Non-small cell lung cancer (NSCLC) is the largest contributor to cancer mortality in the United States. Traditional chemotherapies are toxic and prone to the development of drug-resistance. Recently, several drug candidates were shown to induce lysosomal membrane permeabilization (LMP) in aggressive cancers. This has led to increased interest in lysosome dysregulation as a therapeutic target. However, approaches are needed to overcome two limitations of current lysosomal inhibitors: low specificity and potency. Here, we report the development of a transformable nanomaterial which is triggered to induce LMP of lysosomes in NSCLC. The nanomaterial consists of peptide amphiphiles, which self-assemble into nanoparticles, colocalize with the lysosome, and change conformation to nanofibrils due to lysosomal pH shift, which leads to the disruption of the lysosome, cell death, and cisplatin sensitization. We have found that this cell-penetrating transformable peptide nanoparticle (CPTNP) was cytotoxic to NSCLC cells in the low-micromolar range and it synergized cisplatin cytotoxicity four-fold. Moreover, we demonstrate CPTNP's promising antitumor effect in mouse xenograft models with limited toxicity when given in combination with low dose cisplatin chemotherapy. This is the first example of enhanced LMP via transformable peptide nanomaterial and offers a promising new strategy for cancer therapy.

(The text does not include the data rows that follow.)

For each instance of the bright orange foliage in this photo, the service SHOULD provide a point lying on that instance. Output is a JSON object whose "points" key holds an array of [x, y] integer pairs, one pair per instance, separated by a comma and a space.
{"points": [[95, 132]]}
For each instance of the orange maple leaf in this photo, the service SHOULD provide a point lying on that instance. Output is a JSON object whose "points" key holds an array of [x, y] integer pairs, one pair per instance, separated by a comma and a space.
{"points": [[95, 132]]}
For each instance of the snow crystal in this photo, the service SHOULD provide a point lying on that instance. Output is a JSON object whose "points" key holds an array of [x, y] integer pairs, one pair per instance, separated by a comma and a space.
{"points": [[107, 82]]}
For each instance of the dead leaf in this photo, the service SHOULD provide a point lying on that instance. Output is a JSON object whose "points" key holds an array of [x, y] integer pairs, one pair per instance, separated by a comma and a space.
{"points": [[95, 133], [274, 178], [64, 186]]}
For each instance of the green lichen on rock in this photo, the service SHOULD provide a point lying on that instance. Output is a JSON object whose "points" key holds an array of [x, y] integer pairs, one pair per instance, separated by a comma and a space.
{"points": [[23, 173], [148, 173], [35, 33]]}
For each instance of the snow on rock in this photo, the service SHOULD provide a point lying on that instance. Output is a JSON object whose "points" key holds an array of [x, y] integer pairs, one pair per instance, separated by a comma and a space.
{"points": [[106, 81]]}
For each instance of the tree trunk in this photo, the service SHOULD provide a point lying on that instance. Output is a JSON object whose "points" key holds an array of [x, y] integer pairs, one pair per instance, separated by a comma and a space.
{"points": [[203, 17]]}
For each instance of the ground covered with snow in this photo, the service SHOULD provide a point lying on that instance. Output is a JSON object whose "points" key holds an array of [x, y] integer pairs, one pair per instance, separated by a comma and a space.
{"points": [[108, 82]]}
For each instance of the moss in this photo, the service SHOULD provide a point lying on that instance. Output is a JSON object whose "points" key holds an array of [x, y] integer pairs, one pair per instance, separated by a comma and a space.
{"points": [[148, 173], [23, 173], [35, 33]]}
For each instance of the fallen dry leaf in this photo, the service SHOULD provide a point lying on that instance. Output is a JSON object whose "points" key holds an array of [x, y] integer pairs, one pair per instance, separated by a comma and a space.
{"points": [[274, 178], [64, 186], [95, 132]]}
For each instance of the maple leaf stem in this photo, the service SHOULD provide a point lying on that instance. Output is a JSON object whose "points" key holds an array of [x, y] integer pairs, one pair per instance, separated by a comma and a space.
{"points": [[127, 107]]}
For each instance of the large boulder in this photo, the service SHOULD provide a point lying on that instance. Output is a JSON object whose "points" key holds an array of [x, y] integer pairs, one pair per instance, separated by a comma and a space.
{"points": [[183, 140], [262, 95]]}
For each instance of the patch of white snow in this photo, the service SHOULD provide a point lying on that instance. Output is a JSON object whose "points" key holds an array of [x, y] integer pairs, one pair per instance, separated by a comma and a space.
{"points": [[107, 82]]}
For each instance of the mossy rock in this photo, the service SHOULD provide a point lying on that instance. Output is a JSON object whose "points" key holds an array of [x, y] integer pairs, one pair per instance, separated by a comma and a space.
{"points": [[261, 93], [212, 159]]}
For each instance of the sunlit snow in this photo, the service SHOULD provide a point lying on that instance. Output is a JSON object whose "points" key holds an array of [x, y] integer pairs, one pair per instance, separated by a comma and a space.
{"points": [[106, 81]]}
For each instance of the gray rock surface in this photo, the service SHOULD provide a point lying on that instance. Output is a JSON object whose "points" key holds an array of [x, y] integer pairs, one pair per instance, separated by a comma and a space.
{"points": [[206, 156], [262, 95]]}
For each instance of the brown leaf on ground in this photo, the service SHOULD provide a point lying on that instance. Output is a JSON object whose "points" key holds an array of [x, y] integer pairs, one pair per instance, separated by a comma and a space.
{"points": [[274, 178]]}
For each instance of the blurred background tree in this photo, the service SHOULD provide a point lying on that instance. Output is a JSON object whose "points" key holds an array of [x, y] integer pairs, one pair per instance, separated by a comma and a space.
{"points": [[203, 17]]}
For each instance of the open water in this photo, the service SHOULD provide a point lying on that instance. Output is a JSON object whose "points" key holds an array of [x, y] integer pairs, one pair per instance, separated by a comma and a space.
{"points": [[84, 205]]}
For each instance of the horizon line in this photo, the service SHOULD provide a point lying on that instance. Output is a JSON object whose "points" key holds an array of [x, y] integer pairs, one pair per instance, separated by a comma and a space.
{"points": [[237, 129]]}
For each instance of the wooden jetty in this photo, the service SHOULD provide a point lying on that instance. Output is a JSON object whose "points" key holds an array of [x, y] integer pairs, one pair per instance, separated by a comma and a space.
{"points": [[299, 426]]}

非小细胞肺癌 (NSCLC) 是美国癌症死亡率的最大贡献者。传统的化学疗法具有毒性并且容易产生耐药性。最近，几种候选药物被证明可以在侵袭性癌症中诱导溶酶体膜透化 (LMP)。这导致人们对溶酶体失调作为治疗靶点的兴趣增加。然而，需要一些方法来克服当前溶酶体抑制剂的两个局限性：低特异性和效力。在这里，我们报告了一种可变形纳米材料的开发它被触发以诱导 NSCLC 中溶酶体的 LMP。纳米材料由肽两亲物组成，它们自组装成纳米颗粒，与溶酶体共定位，并由于溶酶体 pH 值的变化而改变构象为纳米原纤维，从而导致溶酶体的破坏、细胞死亡和顺铂致敏。我们发现这种可穿透细胞的可转化肽纳米颗粒 (CPTNP)在低微摩尔范围内对 NSCLC 细胞产生细胞毒性，并且它使顺铂的细胞毒性增效四倍。此外，我们证明了 CPTNP 在小鼠异种移植模型中与低剂量顺铂化疗联合使用时具有有限毒性的有前途的抗肿瘤作用。这是通过可转化肽纳米材料增强 LMP 的第一个例子，并为癌症治疗提供了一个有前途的新策略。